Nikt kto zajmuje się gospodarką nie jest tak bezczelny, żeby twierdzić, że nie będzie to miało wpływu na podstawowe wskaźniki makroekonomiczne. Tylko że warunki międzynarodowe i wewnętrzne sprzyjają akurat ekwilibrystyce słownej drukarzy. "Inflacja jest wciąż niska" (choć w wielu krajach stale ponad celem inflacyjnym!). Takie słowa łatwo wypowiedzieć, bo kryzys nie minął, gospodarki prawie się nie rozwijają, więc presja inflacyjna rzeczywiście nie jest zatrważająca. Co nie znaczy, że nie istnieje, a po wielkim drukowaniu, gwarantuję, w końcu znacząco wzrośnie.
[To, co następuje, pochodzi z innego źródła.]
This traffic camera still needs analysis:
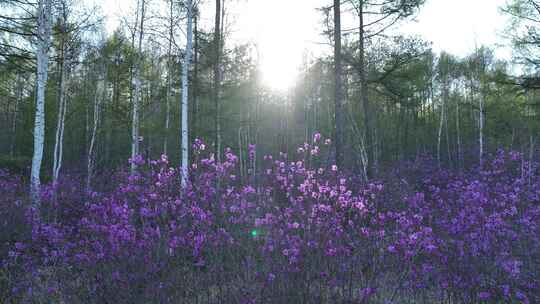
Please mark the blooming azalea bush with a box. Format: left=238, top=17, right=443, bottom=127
left=1, top=136, right=539, bottom=303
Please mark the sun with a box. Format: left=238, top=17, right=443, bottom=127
left=234, top=0, right=315, bottom=92
left=259, top=47, right=300, bottom=91
left=256, top=22, right=306, bottom=91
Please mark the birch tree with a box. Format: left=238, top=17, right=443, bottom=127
left=436, top=52, right=453, bottom=167
left=191, top=7, right=199, bottom=145
left=164, top=0, right=174, bottom=156
left=87, top=66, right=105, bottom=190
left=455, top=83, right=462, bottom=170
left=180, top=0, right=194, bottom=188
left=31, top=0, right=53, bottom=206
left=131, top=0, right=146, bottom=174
left=52, top=4, right=70, bottom=184
left=470, top=48, right=492, bottom=169
left=334, top=0, right=345, bottom=169
left=213, top=0, right=223, bottom=162
left=345, top=0, right=425, bottom=177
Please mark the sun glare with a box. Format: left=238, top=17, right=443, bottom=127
left=236, top=0, right=321, bottom=92
left=259, top=45, right=300, bottom=91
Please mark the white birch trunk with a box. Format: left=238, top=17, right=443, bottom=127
left=164, top=0, right=173, bottom=155
left=53, top=72, right=67, bottom=183
left=180, top=0, right=193, bottom=188
left=87, top=71, right=104, bottom=190
left=53, top=23, right=68, bottom=184
left=31, top=0, right=53, bottom=206
left=437, top=98, right=445, bottom=167
left=131, top=0, right=146, bottom=174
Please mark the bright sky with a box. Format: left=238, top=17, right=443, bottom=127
left=398, top=0, right=512, bottom=58
left=231, top=0, right=326, bottom=89
left=99, top=0, right=513, bottom=89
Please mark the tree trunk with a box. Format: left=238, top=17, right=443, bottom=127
left=214, top=0, right=222, bottom=162
left=455, top=94, right=462, bottom=170
left=10, top=73, right=23, bottom=157
left=191, top=8, right=199, bottom=146
left=180, top=0, right=193, bottom=188
left=445, top=98, right=452, bottom=167
left=87, top=70, right=105, bottom=190
left=333, top=0, right=345, bottom=169
left=529, top=134, right=534, bottom=186
left=358, top=1, right=374, bottom=178
left=31, top=0, right=53, bottom=207
left=479, top=85, right=484, bottom=169
left=437, top=98, right=444, bottom=167
left=131, top=0, right=146, bottom=174
left=53, top=16, right=69, bottom=184
left=164, top=0, right=173, bottom=155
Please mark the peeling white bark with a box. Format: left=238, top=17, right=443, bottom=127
left=180, top=0, right=193, bottom=188
left=31, top=0, right=53, bottom=206
left=53, top=19, right=69, bottom=184
left=87, top=70, right=105, bottom=190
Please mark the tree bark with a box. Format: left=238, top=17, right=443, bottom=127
left=31, top=0, right=53, bottom=207
left=180, top=0, right=193, bottom=188
left=455, top=93, right=462, bottom=170
left=53, top=11, right=69, bottom=184
left=131, top=0, right=146, bottom=174
left=87, top=69, right=105, bottom=190
left=437, top=97, right=444, bottom=167
left=479, top=82, right=485, bottom=169
left=358, top=0, right=374, bottom=178
left=333, top=0, right=345, bottom=169
left=191, top=8, right=199, bottom=146
left=213, top=0, right=222, bottom=162
left=10, top=73, right=23, bottom=157
left=164, top=0, right=173, bottom=155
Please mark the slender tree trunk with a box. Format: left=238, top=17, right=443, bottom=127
left=31, top=0, right=53, bottom=207
left=180, top=0, right=193, bottom=188
left=191, top=8, right=199, bottom=145
left=213, top=0, right=223, bottom=162
left=10, top=73, right=23, bottom=157
left=85, top=94, right=89, bottom=161
left=53, top=70, right=67, bottom=183
left=437, top=98, right=444, bottom=167
left=528, top=134, right=534, bottom=186
left=456, top=95, right=462, bottom=170
left=253, top=49, right=261, bottom=184
left=164, top=0, right=173, bottom=155
left=131, top=0, right=145, bottom=174
left=445, top=99, right=452, bottom=167
left=358, top=1, right=374, bottom=178
left=404, top=107, right=410, bottom=158
left=333, top=0, right=345, bottom=169
left=238, top=126, right=244, bottom=181
left=87, top=70, right=105, bottom=190
left=53, top=17, right=68, bottom=184
left=479, top=84, right=484, bottom=169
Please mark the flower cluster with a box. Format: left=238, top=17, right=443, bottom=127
left=1, top=142, right=539, bottom=303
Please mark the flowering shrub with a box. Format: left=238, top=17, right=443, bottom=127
left=1, top=139, right=539, bottom=303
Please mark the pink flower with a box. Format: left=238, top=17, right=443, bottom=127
left=313, top=132, right=321, bottom=143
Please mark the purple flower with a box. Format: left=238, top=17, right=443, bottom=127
left=477, top=291, right=490, bottom=300
left=313, top=132, right=321, bottom=143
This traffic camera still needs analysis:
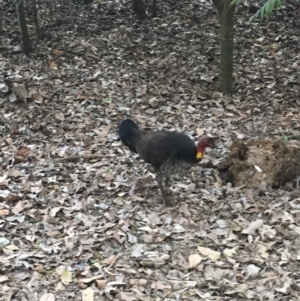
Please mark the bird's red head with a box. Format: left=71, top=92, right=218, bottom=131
left=196, top=136, right=215, bottom=159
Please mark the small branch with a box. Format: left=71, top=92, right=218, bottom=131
left=11, top=154, right=104, bottom=165
left=149, top=78, right=162, bottom=98
left=52, top=154, right=104, bottom=163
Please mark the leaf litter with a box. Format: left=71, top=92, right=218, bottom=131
left=1, top=0, right=300, bottom=300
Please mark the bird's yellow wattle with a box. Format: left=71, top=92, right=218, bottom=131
left=196, top=151, right=203, bottom=159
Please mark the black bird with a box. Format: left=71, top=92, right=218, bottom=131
left=119, top=118, right=215, bottom=205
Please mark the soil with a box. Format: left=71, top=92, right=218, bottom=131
left=221, top=137, right=300, bottom=188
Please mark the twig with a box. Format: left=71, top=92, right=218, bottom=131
left=296, top=176, right=300, bottom=191
left=10, top=154, right=104, bottom=165
left=52, top=154, right=103, bottom=163
left=149, top=78, right=162, bottom=98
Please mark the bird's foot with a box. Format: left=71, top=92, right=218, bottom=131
left=162, top=193, right=174, bottom=206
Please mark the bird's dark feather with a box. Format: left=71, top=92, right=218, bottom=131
left=136, top=131, right=199, bottom=170
left=119, top=118, right=204, bottom=205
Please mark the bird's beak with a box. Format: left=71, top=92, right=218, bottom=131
left=196, top=151, right=203, bottom=159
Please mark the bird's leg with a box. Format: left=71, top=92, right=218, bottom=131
left=128, top=176, right=139, bottom=197
left=157, top=172, right=172, bottom=206
left=165, top=176, right=171, bottom=188
left=164, top=176, right=173, bottom=206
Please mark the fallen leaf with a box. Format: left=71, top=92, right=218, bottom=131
left=132, top=288, right=151, bottom=301
left=131, top=244, right=144, bottom=257
left=223, top=247, right=238, bottom=257
left=82, top=287, right=94, bottom=301
left=118, top=292, right=138, bottom=301
left=12, top=201, right=24, bottom=215
left=61, top=270, right=72, bottom=285
left=197, top=246, right=221, bottom=261
left=246, top=264, right=261, bottom=278
left=254, top=165, right=263, bottom=172
left=189, top=254, right=202, bottom=269
left=17, top=146, right=31, bottom=156
left=228, top=220, right=242, bottom=231
left=35, top=265, right=46, bottom=273
left=0, top=209, right=9, bottom=216
left=96, top=279, right=107, bottom=289
left=50, top=207, right=62, bottom=217
left=53, top=49, right=63, bottom=56
left=5, top=244, right=19, bottom=251
left=103, top=254, right=122, bottom=266
left=242, top=219, right=264, bottom=235
left=40, top=293, right=55, bottom=301
left=0, top=275, right=9, bottom=282
left=80, top=274, right=104, bottom=284
left=0, top=237, right=10, bottom=246
left=50, top=61, right=57, bottom=69
left=0, top=174, right=8, bottom=186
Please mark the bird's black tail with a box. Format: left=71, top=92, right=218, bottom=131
left=119, top=119, right=141, bottom=153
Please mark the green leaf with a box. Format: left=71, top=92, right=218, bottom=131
left=213, top=168, right=219, bottom=175
left=103, top=98, right=112, bottom=104
left=231, top=0, right=287, bottom=21
left=282, top=135, right=288, bottom=142
left=250, top=0, right=286, bottom=21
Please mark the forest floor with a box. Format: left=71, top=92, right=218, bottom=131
left=1, top=0, right=300, bottom=300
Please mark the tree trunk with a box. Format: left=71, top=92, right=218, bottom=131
left=31, top=0, right=40, bottom=40
left=132, top=0, right=147, bottom=20
left=212, top=0, right=235, bottom=94
left=152, top=0, right=157, bottom=17
left=15, top=0, right=33, bottom=55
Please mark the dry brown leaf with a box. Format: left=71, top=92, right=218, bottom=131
left=55, top=113, right=64, bottom=121
left=55, top=282, right=65, bottom=292
left=5, top=193, right=22, bottom=202
left=138, top=279, right=148, bottom=286
left=5, top=244, right=19, bottom=251
left=118, top=292, right=138, bottom=301
left=82, top=287, right=94, bottom=301
left=242, top=219, right=264, bottom=235
left=61, top=270, right=72, bottom=285
left=196, top=128, right=205, bottom=136
left=132, top=288, right=151, bottom=301
left=53, top=49, right=63, bottom=56
left=96, top=279, right=107, bottom=289
left=50, top=61, right=57, bottom=69
left=0, top=209, right=9, bottom=216
left=246, top=264, right=261, bottom=278
left=0, top=174, right=8, bottom=186
left=40, top=293, right=55, bottom=301
left=50, top=207, right=62, bottom=217
left=188, top=254, right=202, bottom=269
left=224, top=283, right=248, bottom=295
left=103, top=254, right=122, bottom=266
left=43, top=215, right=59, bottom=225
left=80, top=274, right=104, bottom=284
left=228, top=220, right=242, bottom=231
left=32, top=93, right=44, bottom=102
left=12, top=201, right=24, bottom=215
left=112, top=230, right=123, bottom=244
left=35, top=265, right=46, bottom=274
left=0, top=275, right=9, bottom=283
left=197, top=246, right=221, bottom=261
left=223, top=247, right=238, bottom=257
left=17, top=146, right=31, bottom=156
left=78, top=280, right=88, bottom=289
left=12, top=83, right=28, bottom=101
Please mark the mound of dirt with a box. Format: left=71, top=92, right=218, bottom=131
left=222, top=138, right=300, bottom=188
"Spadający kurs dolara (drukowanie dewaluuje) jest nam nawet na rękę". W końcu Chiny sztucznie kontrolują juana rujnując nasz eksport. Drukowanie pomoże Ameryce z tym walczyć. Problem w tym, że spowoduje to bardzo silną presję na inne państwa, aby one również osłabiały swoje waluty. Nietrudno się domyślić, że i one nie mogą już obniżać stóp (EBC pozostawił je niedawno na poziomie 1%, co i tak zostało uznane za jastrzębią politykę! Tymczasem Japonia ścięła swoje stopy praktycznie do zera). Pieniądze na pompowanie w gospodarkę też już się kończą. Pozostaje - tak, dobrze myślicie - drukowanie. Presja inflacyjna jeszcze się zwiększy, handel międzynarodowy będzie zamierał. Najbardziej prawdopodobny scenariusz to stagflacja.